The pump comprises a pumping unit and a valve for adjusting the flow rate from said pump to prevent oversizing of pipes and difficult checking of the oil flow circulating in the system. Said valve is designed so as to allow a constant oil flow rate to be displaced towards the distribution unit, equal to the flow rate pumped by the pumping unit at a rotation speed corresponding to the thermal engine's minimum r.p.m.; the difference in the flow rate produced by the pumping unit at higher rotation speeds being circulated back into the pump.
The distribution unit further comprises an outer distributor, rotating about its axis and controlled by the hydraulic cylinder through a rack-pinion coupling, and an inner distributor, connected to the steering wheel and rotating with the latter about its axis with respect to the outer distributor, to unbalance the oil pressures in the outlet ducts and activate the hydraulic cylinder; the latter causes the outer distributor to rotate, tending to follow the inner distributor's rotation, so as to cancel the angular displacement between the said distributors and, consequently, oil flow from and to the cylinder chambers, upon the steering wheel reaching a static position.
However, the systems of the type briefly described hereinabove have a number of drawbacks.
Pump displacement must be so designed, that both oil delivery and pressure in the hydraulic power steering system can be such, as to guarantee good vehicle maneuverability in the maximum performance, for example when quickly steering to park the vehicle from a still condition thereof and minimum r.p.m.

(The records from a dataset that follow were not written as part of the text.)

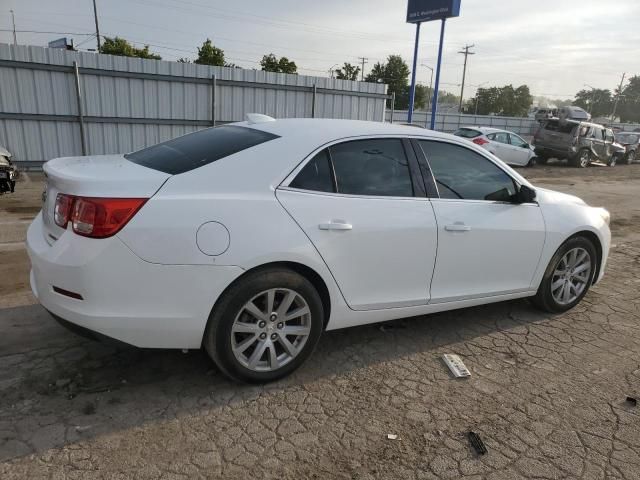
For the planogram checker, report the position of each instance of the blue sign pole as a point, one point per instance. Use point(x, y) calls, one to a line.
point(434, 103)
point(412, 91)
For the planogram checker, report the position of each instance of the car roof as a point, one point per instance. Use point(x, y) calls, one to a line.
point(323, 130)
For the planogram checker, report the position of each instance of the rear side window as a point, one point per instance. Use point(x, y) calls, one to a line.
point(316, 175)
point(467, 133)
point(463, 174)
point(197, 149)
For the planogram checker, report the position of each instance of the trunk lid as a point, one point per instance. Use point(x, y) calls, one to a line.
point(95, 176)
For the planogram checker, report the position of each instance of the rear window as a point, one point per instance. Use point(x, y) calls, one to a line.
point(197, 149)
point(556, 126)
point(468, 133)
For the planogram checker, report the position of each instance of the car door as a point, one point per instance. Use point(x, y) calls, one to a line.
point(487, 244)
point(597, 142)
point(520, 150)
point(369, 219)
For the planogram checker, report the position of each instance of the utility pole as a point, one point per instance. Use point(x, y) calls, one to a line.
point(466, 53)
point(364, 60)
point(615, 105)
point(13, 20)
point(95, 15)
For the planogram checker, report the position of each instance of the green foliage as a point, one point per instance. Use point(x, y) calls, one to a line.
point(629, 105)
point(122, 48)
point(271, 63)
point(507, 101)
point(395, 73)
point(209, 54)
point(598, 102)
point(348, 72)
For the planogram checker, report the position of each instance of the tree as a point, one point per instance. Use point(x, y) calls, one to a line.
point(209, 54)
point(395, 73)
point(597, 101)
point(120, 47)
point(629, 104)
point(271, 63)
point(348, 72)
point(507, 101)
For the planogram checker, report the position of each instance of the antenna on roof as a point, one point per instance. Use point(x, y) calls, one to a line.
point(258, 118)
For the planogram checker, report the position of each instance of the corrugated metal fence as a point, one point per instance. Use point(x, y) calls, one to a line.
point(128, 103)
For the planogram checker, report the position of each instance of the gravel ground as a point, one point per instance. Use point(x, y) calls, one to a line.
point(547, 392)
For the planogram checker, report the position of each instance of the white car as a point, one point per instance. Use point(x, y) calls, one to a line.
point(250, 239)
point(507, 146)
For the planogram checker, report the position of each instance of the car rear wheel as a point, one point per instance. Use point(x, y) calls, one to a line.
point(583, 159)
point(631, 157)
point(265, 326)
point(568, 276)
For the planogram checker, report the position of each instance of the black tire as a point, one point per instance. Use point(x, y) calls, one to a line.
point(582, 159)
point(544, 299)
point(217, 339)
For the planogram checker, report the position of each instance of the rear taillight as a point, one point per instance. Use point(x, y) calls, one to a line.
point(95, 217)
point(62, 209)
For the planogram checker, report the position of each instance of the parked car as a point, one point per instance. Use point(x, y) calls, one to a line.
point(8, 172)
point(573, 113)
point(544, 113)
point(631, 143)
point(250, 239)
point(579, 142)
point(507, 146)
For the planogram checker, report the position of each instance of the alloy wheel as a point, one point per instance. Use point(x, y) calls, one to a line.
point(271, 329)
point(571, 276)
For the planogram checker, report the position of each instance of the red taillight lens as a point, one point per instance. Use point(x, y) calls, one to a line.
point(62, 209)
point(480, 141)
point(103, 217)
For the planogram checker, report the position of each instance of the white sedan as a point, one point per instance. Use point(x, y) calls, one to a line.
point(507, 146)
point(250, 239)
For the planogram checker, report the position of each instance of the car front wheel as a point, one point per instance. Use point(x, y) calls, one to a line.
point(568, 276)
point(265, 326)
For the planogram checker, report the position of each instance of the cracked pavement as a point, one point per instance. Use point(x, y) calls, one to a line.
point(547, 392)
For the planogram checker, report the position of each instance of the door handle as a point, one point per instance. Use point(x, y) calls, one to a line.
point(457, 227)
point(335, 225)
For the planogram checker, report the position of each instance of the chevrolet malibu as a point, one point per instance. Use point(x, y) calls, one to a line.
point(250, 239)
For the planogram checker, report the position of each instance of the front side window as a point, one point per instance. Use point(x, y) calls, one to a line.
point(461, 173)
point(376, 167)
point(197, 149)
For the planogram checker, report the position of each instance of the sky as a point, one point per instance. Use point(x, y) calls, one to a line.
point(556, 47)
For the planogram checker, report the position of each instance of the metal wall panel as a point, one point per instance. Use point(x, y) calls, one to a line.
point(124, 112)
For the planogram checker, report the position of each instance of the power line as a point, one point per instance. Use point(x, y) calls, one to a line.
point(466, 53)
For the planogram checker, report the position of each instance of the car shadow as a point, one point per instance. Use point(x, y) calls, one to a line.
point(57, 388)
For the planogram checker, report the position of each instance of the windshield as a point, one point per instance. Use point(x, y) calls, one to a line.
point(194, 150)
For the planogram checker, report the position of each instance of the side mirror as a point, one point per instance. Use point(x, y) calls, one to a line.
point(526, 194)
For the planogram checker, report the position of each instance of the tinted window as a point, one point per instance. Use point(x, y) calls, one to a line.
point(501, 137)
point(197, 149)
point(316, 175)
point(467, 133)
point(556, 126)
point(372, 167)
point(462, 173)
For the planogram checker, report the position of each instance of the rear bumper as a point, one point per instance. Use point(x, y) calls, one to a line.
point(123, 297)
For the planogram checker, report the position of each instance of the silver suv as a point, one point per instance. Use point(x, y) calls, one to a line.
point(579, 142)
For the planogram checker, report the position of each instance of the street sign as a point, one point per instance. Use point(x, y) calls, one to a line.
point(428, 10)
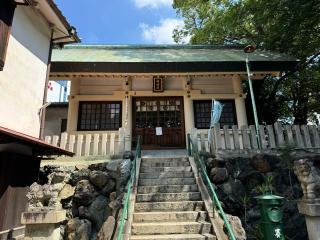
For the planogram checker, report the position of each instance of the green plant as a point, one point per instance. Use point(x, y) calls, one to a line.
point(245, 201)
point(286, 152)
point(266, 187)
point(257, 232)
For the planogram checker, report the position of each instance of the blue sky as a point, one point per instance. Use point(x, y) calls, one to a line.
point(122, 21)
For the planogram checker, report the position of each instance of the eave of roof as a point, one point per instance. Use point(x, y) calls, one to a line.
point(164, 58)
point(38, 145)
point(64, 33)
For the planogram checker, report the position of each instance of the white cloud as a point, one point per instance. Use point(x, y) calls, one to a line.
point(162, 33)
point(153, 3)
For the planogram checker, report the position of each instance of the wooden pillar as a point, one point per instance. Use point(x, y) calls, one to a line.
point(73, 106)
point(239, 101)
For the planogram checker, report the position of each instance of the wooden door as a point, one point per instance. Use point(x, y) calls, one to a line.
point(165, 112)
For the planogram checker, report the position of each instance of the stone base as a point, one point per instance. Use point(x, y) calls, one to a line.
point(42, 232)
point(43, 225)
point(43, 217)
point(311, 210)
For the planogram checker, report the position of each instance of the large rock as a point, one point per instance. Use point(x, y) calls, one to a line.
point(109, 187)
point(120, 170)
point(35, 196)
point(128, 155)
point(219, 175)
point(237, 228)
point(97, 212)
point(85, 193)
point(99, 178)
point(77, 176)
point(98, 167)
point(66, 192)
point(107, 228)
point(78, 229)
point(57, 177)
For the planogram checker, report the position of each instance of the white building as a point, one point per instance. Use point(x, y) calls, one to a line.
point(28, 30)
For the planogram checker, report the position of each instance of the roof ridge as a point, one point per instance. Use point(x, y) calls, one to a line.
point(152, 46)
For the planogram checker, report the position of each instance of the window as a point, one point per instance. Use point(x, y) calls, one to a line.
point(64, 123)
point(6, 16)
point(99, 116)
point(202, 113)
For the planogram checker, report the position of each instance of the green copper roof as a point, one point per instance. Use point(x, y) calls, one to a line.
point(161, 53)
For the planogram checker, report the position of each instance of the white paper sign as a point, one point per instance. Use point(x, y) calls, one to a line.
point(159, 131)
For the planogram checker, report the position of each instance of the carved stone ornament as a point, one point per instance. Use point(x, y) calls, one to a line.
point(309, 177)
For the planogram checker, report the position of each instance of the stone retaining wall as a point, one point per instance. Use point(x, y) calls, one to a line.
point(241, 177)
point(90, 195)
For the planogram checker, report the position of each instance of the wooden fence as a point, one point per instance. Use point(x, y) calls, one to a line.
point(95, 144)
point(246, 138)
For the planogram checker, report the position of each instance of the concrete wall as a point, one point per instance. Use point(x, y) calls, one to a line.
point(54, 115)
point(113, 88)
point(23, 78)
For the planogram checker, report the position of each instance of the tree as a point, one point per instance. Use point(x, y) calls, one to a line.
point(287, 26)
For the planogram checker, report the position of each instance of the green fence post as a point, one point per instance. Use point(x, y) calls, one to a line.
point(189, 144)
point(271, 217)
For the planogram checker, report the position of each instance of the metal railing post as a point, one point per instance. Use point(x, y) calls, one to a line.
point(189, 144)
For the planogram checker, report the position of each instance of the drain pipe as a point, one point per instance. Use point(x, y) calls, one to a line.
point(45, 93)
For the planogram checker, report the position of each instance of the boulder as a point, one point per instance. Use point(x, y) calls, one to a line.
point(78, 229)
point(85, 193)
point(120, 170)
point(237, 228)
point(99, 178)
point(219, 175)
point(109, 187)
point(35, 196)
point(128, 155)
point(97, 212)
point(106, 230)
point(113, 196)
point(77, 176)
point(66, 192)
point(114, 165)
point(56, 177)
point(98, 167)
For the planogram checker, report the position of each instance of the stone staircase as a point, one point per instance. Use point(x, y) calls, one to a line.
point(168, 203)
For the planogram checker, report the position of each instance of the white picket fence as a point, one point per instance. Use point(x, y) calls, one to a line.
point(245, 138)
point(95, 144)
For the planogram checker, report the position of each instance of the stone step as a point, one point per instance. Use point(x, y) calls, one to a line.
point(166, 181)
point(171, 228)
point(167, 189)
point(165, 164)
point(166, 175)
point(206, 236)
point(164, 169)
point(168, 197)
point(169, 206)
point(190, 216)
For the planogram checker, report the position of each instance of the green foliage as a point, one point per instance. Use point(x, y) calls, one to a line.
point(266, 187)
point(286, 154)
point(286, 26)
point(257, 232)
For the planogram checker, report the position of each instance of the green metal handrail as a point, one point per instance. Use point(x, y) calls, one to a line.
point(193, 151)
point(130, 185)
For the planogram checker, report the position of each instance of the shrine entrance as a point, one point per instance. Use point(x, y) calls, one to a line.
point(159, 121)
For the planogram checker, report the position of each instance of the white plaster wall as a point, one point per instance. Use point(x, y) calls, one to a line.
point(54, 116)
point(23, 78)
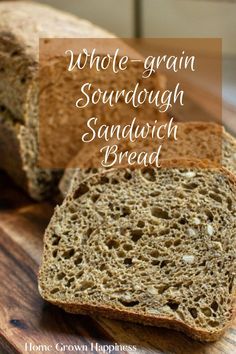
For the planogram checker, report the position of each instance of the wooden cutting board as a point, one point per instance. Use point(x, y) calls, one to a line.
point(26, 318)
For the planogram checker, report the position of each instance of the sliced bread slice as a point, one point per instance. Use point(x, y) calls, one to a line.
point(21, 26)
point(150, 246)
point(195, 139)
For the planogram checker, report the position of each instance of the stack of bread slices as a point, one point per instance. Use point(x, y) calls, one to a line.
point(148, 245)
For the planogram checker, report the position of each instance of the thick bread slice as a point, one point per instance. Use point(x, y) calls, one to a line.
point(21, 26)
point(149, 246)
point(194, 139)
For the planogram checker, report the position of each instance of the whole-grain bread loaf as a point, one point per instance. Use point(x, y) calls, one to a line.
point(150, 246)
point(201, 140)
point(21, 26)
point(18, 156)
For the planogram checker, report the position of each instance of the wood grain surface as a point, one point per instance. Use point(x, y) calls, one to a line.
point(26, 318)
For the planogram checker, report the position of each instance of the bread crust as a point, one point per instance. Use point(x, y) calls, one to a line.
point(70, 173)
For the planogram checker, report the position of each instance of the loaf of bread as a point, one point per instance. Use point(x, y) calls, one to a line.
point(195, 140)
point(149, 246)
point(21, 26)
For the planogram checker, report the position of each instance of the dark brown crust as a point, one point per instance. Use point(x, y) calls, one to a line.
point(106, 311)
point(219, 129)
point(10, 157)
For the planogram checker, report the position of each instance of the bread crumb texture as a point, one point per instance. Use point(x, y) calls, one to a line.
point(155, 245)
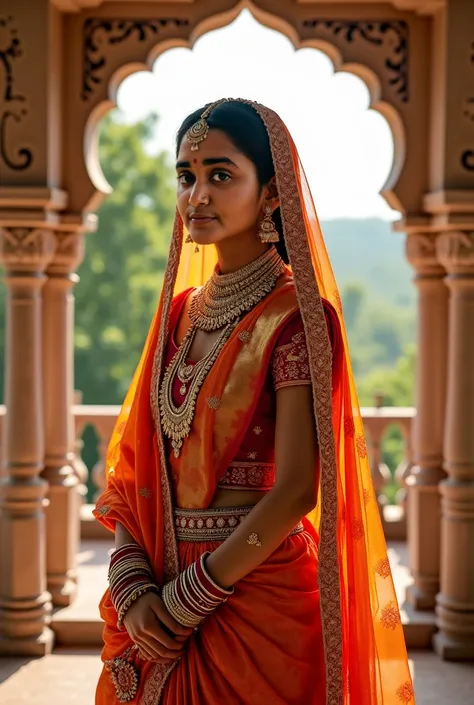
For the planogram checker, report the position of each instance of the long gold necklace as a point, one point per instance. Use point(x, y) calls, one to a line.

Therefore, it is clear that in no further condition of use is the oil volume displaced by the pump exploited, thus causing energy dissipation. In particular, when the vehicle is travelling on motorways at high speeds, with minimal steering wheel movements, the energy dissipated by the hydraulic power steering system is quite high, in that the pump is dragged by the engine at a higher rotation speed, with respect to the engine's minimum r.p.m., thus causing large oil flows to be delivered by the pump and mostly circulated back into the pump itself.
Furthermore, the difference between the power absorbed by the pump and the power used by both distribution unit and hydraulic cylinder is continuously dissipated and converted into heat, causing oil overheating problems, as well as limited life of both hydraulic system components and oil.
Finally, said overheating favors noise problems, during lamination of oil flow rate in the system.